To simply put, the loan originator invites the investors on the P2P platform to fund the loan and will provide a share of the return for the investment (interest). 

If you are an investor, you don’t have to sweat over a central bank directly influencing your returns, which is always the case with bank savings or debts. You also get a detailed insight into the investment before proceeding. 

As we mentioned above, you can typically expect a return of between 12% and 14% per year on average with some type of security such as property, buyback guarantee, etc. 

Regardless of the amount you invest, you can always still invest small amounts in each loan. This way, you will have less invested in a single loan; therefore you minimize the risk and become more diversified. 

So, which is better for the five forms of crowdfunding? 

Let’s find out by explaining each category.
  • Reward-based crowdfunding 
This is the most popular and well-known form of crowdfunding. The best example of a reward-based crowdfunding platform is Kickstarter. 

Under this model, the owner of the project creates a campaign to fund their product and offer investors or backers rewards in exchange for their donations. The said rewards can be in any form, but usually are things such as advanced copies of your product, newsletter updates, behind-the-scene business tour, or commemorative t-shirts. 

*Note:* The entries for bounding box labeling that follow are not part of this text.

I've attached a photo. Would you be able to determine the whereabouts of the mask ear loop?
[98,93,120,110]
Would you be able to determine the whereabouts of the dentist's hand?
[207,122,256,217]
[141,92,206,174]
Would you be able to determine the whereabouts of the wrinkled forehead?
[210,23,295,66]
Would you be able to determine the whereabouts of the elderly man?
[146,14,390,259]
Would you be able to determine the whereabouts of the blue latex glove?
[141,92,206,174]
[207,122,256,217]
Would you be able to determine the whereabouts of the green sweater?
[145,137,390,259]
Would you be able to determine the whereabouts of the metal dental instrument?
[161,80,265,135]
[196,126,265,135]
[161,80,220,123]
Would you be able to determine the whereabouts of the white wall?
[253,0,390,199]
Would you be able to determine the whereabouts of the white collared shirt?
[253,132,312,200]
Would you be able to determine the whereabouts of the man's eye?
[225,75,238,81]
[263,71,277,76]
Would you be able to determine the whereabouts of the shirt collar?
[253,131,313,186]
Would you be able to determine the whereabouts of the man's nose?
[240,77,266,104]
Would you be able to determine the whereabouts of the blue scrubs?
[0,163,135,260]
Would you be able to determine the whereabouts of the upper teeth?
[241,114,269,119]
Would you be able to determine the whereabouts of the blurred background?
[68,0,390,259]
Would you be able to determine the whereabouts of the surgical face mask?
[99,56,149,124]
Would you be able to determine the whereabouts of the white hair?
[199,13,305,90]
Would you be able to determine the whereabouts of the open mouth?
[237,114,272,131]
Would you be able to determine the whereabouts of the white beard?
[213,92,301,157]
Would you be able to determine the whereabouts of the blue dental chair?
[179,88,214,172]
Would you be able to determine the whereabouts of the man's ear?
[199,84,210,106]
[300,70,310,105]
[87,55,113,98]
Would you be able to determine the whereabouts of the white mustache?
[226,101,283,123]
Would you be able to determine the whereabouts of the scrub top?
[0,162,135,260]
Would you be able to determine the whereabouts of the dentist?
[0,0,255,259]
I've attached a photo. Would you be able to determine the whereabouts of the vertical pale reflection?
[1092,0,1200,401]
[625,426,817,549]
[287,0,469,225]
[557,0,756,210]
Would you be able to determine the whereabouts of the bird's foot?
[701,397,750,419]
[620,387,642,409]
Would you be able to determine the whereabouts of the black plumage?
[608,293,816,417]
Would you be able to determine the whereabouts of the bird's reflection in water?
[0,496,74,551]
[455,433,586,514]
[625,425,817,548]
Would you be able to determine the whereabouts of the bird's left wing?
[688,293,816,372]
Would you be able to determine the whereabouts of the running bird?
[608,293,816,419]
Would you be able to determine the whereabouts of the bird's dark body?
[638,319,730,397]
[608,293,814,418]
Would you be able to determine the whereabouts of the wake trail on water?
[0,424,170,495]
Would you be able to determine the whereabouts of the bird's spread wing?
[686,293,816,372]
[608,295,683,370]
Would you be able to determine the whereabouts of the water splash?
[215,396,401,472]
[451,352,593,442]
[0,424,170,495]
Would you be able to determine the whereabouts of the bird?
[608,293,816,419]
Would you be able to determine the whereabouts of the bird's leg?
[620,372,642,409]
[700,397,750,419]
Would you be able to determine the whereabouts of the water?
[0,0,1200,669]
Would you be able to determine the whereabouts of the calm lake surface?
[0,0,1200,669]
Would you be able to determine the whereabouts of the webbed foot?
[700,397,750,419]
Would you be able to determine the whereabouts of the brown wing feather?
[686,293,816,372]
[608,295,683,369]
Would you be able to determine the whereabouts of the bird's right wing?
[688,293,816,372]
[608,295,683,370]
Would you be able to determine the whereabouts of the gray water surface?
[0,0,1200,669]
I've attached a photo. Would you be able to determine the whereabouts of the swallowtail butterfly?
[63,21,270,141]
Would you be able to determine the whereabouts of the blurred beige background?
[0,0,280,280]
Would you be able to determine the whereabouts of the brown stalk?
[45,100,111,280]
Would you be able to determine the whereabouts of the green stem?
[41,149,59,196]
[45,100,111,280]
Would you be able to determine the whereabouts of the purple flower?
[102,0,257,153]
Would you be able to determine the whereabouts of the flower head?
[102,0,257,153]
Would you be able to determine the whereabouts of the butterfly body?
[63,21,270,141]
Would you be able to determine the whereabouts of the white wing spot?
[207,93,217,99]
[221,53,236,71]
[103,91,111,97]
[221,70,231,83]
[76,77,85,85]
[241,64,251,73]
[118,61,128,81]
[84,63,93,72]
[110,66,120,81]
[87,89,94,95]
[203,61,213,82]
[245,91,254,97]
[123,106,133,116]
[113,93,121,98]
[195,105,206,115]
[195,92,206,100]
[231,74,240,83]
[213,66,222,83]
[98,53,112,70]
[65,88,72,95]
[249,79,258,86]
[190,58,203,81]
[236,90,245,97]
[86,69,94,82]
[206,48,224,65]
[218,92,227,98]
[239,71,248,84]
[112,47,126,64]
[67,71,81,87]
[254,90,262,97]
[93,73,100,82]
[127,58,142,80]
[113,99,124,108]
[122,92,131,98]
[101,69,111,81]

The campaign can either be: 

Flexible – where you keep all the monies that you have raised, or 
All or nothing – where you don’t get anything if you don’t attain your fundraising goal. 

Equity crowdfunding or crowd investing

In this form of crowdfunding, you don't offer rewards. Instead, as the name suggests, the investors acquire part of the business in the form of equity. This form of crowdfunding is essentially like angel investing. 

It is estimated that by 2022, crowd investing will put around $31.3 billion in the pockets of the entrepreneurs from the current $11.2 billion. 

Unlike the first form of crowdfunding where you can raise funds without any restrictions, in crowdlending investing, you must have started to generate revenue with your product. For this reason, you may have a hard time convincing investors to join your project than other forms of crowdfunding. 

Donation-based crowdfunding 

With donation-based crowdfunding, investors or backers donate money to your project without expecting anything in return. 

Invoice trading 

Investors buy unsettled invoices of a business at a discount and in return, receive the difference between what they pay for the particular invoices and the amounts stated on the invoices themselves.